By allowing ads to appear on this site, you support the local businesses who, in turn, support great journalism.
Tent revival: Win souls for the Lord
St. Paul United Methodist Church members and visitors worship Friday evening during the final night of the weeklong tent revival. The church set up a tent and chairs at the corner of Athens and Mill streets.

Spirits were high on Friday night as the sun was setting and devotion and worship began at the tent revival held by St. Paul United Methodist Church of Gainesville.

Church members were wrapping up their weeklong revival, which was held at a tent located at Mill and Athens streets. Family Fun Night wrapped up the event on Friday with games for the kids and free food. More than 100 people attended each night of the revival, according to organizers.

People were singing and clapping along during fellowship, kids were playing and munching on hot dogs, and moms walked around, smiling and holding onto their cameras.

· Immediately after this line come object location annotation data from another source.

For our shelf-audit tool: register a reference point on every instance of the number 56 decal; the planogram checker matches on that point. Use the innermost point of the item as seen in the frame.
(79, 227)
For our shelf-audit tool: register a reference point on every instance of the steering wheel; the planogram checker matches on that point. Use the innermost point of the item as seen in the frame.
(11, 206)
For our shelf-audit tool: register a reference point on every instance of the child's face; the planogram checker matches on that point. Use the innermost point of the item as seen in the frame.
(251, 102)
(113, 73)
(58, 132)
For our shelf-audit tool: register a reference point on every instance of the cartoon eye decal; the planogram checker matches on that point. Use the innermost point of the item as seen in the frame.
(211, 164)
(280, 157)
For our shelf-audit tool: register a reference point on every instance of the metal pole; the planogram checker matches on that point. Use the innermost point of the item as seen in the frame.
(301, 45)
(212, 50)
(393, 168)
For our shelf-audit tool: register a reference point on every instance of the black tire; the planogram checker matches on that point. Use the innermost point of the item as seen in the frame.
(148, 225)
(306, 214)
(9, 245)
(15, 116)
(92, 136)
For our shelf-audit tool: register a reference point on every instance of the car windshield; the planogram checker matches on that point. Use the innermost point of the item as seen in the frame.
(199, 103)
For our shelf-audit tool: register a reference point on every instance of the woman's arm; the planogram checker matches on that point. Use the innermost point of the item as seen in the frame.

This is only the second year that the tent revival has been held, but St. Paul members are hoping to continue it as an annual event.

"I think the ministry is supposed to be outside the church walls, so that’s what we’ve been trying to do for the past two years," said James Wills, a Gainesville resident and member of St. Paul United Methodist.

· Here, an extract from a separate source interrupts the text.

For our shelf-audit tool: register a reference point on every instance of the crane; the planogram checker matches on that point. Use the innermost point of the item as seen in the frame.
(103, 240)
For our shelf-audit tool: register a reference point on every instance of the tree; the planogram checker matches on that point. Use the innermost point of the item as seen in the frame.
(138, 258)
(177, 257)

"This is an opportunity for us to bring the word out to the people," said Emory Turner, a Gainesville resident who was at the tent revival with his 10-year-old granddaughter, Maya. "A lot of people are hesitant to go to this church or that church because of the commitment, so the church can come out to them."

Maya, who is a fifth-grader at Benefield Elementary in Lawrenceville, said she enjoyed making some of the signs for the event.

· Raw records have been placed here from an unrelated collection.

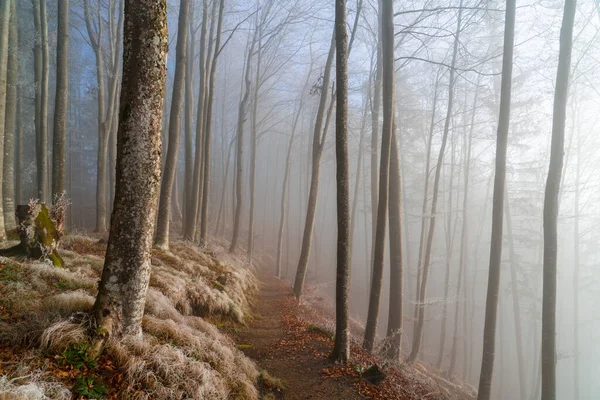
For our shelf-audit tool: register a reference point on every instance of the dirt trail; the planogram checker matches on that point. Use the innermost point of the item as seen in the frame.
(288, 349)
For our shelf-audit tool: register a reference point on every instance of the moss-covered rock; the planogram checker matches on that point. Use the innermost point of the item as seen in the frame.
(39, 234)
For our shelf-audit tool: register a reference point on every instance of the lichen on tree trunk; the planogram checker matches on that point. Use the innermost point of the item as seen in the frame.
(40, 231)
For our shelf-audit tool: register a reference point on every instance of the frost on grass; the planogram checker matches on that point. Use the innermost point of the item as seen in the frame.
(179, 356)
(32, 387)
(177, 361)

"That’s her artwork," her grandfather said, as Maya pointed at one of her signs. "She likes being artistic."

Turner plans on coming to the event again, and he expects it to be even bigger next year.

Evangelist Tonya Moon of Gainesville, one of the outreach coordinators at St. Paul, hopes that more churches in the community will join forces with St. Paul next year.

Moon also hopes that the tent revival will help others.

"We have praise and worship, we offer prayer. Most of all, it’s just been trying to reach out to the lost ones," she said. "That’s our main goal right there — trying to take the church out of the four walls, reaching out to the lost ones, and giving encouragement and inviting them in."

And, of course, anyone is welcome to attend. The tent revival is an event that people of all ages can enjoy.

"It builds up the body," Moon said. "Some of the people here who walk on the streets would never go into the church because they feel hopeless, they feel worthless, and they feel like they’re not welcome. If we don’t come out here, then those lost souls will always be out there feeling that way."

The tent revival is also a way for people of all different backgrounds and religious affiliations to come out and worship the Lord together.

Moon said the tent revival "tears down the barriers of different denominations. We have so many different denominations in the community, but there’s only one Savior. We all have the same goal, and that is to save souls — to win souls for the Lord."

People in the community can come to a tent revival and relax in a positive environment without feeling pressured to join a congregation, church members said.

"Religion has become so formalized and so ritualized that a lot of people may not feel comfortable coming into a formal church setting, feeling obligated to wear a certain kind of clothes to be accepted," said Barbara Brooks, a Gainesville resident and St. Paul member. "Out here, you come as you are. Nobody knows what church you belong to, and nobody knows when the last time you were at church was."

The revival is a chance for people in the community to see and hear what is happening at the event from afar and make the choice for themselves to either join in or listen from a distance to the sounds of song and praise coming from the tent located across the street from a fast-food restaurant, members said.

"People can stand in the parking lot at Burger King without really committing ... but they can hear," said Brooks.

Brooks is very proud of the location for the tent revival because it’s a community site that’s central with good pedestrian traffic.

"Hopefully someone will sit on their porch or walk by and just get something from this."